THE SPLINTERING CITY: GENTRIFICATION AND SOCIAL PRODUCTION OF FRAGMENTED SPACE
Universidade de Lisboa-CEG
Last modified: May 18, 2007
Presentation date: 06/12/2007 2:30 PM in ISCTE-II C202
A new type of city has undoubtedly been taken shape in latest decades to which, by commodity and lack of a better expression, is given the name of post-modern city. The compact city, of sealed social zoning and precise limits, whose centre shows a relative social homogeneity is torn in a group of distinct fragments where the effects of cohesion, continuity and urban readability give way to more complex and discontinous territorial formations, which are socially and spatially enclaved. This process is partly due to the fact that, since the end of the 1960s, housing in cities of advanced capitalism has been facing significant changes through the emergence of new housing products and new forms of accommodation.
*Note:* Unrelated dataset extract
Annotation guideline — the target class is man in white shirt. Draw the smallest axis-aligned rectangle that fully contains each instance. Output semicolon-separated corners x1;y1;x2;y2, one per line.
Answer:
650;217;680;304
As a response to a growing social fragmentation and complexity, these changes have influenced the urban spatial organisation towards an increasing micro-scale segregation.
Approaching Bairro Alto as a case study we will focus on theoretical formulations whose claims are that this gentrification tendency, as a specific process of socially selective recentring in the city’s central areas, has contributed to a social and residential fragmentation of contemporary urban space. The Bairro Alto, in the city of Lisbon, though repository of rooted and ancient cultural manifestations and traditions, has been facing deep changes in its social fabric with the arrival of new residents who have a particular lifestyle and who produce a particular and reticular social appropriation of the space-neighbourhood.